Après Pinto, M. Lemercier, que poursuivait toujours le génie capricieux des tentatives, songea bientôt à revenir aux Grecs, à écrire quelques poèmes dans la manière antique. Le mot de Rousseau contre « les génies plagiaires d’eux-mêmes » semblait le menacer toujours, et, sans compter, il dispersa dès-lors sa force dans la variété et dans le nombre. Enhardi aux libres allures, il alla jusqu’à déclarer que « le génie fait sa langue, » et qu’on pouvait bien innover, puisqu’en leur temps les écrivains de Louis XIV avaient aussi été accusés d’innovation. De plus, l’école descriptive lui paraissait insuffisante, et le poète voulut mêler quelque action, quelque philosophie à l’uniforme procédé de Delille. De là deux récits épiques, Homère et Alexandre, que distingue une certaine fermeté de facture, mais dont l’épigraphe tirée de Martial (me raris juvat auribus placere) est un peu trop justifiée par une froideur qui rappelle bien plutôt Callimaque que Virgile.
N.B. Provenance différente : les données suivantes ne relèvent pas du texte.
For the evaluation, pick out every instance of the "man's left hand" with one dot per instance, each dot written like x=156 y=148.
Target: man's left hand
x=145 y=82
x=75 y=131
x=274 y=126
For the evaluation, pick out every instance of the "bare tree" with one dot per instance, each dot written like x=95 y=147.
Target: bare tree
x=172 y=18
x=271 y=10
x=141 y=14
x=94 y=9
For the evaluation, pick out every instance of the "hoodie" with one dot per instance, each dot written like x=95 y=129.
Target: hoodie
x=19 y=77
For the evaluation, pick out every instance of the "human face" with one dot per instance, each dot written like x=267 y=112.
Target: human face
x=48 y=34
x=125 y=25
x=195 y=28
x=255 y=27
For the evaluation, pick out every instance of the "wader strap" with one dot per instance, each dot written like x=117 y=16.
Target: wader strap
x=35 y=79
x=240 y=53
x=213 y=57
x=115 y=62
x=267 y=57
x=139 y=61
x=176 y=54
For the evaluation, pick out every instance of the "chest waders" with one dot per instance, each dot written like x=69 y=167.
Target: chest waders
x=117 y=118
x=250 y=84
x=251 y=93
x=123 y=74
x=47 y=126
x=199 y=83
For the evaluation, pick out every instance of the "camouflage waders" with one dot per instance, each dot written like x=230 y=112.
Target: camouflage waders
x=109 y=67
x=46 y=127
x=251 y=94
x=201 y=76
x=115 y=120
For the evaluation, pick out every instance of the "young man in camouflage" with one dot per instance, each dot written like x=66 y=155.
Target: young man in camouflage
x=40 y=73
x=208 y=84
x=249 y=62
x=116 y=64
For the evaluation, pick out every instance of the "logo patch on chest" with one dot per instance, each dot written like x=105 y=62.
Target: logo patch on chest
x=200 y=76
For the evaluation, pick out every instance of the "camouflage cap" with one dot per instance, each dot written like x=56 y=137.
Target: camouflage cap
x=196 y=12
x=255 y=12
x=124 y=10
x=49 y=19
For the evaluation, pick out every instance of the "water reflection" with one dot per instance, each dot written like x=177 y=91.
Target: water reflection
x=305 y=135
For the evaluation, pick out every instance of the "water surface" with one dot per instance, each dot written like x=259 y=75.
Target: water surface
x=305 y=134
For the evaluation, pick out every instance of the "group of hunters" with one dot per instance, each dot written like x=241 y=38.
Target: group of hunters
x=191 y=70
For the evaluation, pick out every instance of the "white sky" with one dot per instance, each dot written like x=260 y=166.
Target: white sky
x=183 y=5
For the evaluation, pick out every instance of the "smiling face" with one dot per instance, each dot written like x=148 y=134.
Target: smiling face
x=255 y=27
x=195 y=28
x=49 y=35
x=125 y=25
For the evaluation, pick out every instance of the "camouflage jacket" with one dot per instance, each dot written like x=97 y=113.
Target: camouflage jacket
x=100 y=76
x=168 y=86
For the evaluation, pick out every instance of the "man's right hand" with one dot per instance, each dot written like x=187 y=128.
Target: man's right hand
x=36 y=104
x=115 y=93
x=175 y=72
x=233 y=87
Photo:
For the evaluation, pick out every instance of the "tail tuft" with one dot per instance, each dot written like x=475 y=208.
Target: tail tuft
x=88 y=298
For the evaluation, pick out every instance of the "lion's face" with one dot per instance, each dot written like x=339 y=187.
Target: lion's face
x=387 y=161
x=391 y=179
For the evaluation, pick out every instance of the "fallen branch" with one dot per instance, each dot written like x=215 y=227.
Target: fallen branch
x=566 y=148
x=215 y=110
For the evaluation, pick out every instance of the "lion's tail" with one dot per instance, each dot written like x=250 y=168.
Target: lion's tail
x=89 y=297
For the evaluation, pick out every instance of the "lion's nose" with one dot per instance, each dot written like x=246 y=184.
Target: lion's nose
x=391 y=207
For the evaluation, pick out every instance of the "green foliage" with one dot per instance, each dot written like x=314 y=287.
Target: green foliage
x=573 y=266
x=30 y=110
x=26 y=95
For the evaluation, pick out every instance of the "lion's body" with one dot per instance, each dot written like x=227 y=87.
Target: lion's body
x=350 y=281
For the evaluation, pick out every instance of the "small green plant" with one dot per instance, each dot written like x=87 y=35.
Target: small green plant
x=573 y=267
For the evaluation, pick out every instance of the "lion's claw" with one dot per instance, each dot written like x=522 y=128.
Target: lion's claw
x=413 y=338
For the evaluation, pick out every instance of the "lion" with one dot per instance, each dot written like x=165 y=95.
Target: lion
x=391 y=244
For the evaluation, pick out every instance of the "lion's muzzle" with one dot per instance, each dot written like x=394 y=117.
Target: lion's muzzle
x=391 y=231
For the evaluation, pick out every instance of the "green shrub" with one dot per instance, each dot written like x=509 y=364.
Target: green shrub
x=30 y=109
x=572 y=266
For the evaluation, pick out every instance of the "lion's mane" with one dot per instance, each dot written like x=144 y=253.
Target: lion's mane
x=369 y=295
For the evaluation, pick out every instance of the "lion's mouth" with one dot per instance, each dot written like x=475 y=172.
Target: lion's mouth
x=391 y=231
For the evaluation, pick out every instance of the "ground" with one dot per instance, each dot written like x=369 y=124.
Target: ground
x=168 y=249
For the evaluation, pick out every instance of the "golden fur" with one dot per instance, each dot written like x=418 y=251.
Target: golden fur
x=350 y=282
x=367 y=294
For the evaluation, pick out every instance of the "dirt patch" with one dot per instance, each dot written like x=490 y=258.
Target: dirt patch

M. Andrieux examina le poème d’Homère dans la Décade, et, tout en rendant malignement justice à la verve et à l’originalité de l’écrivain, à ses vers énergiques et serrés, il lui refusait, avec quelque raison, l’élégance et l’harmonie. Quel dommage, peut-on observer à ce propos, qu’on n’ait pas pétri ensemble, si j’ose le dire, Andrieux

  1. M. Ch. Magnin, Globe du 5 janvier 1828.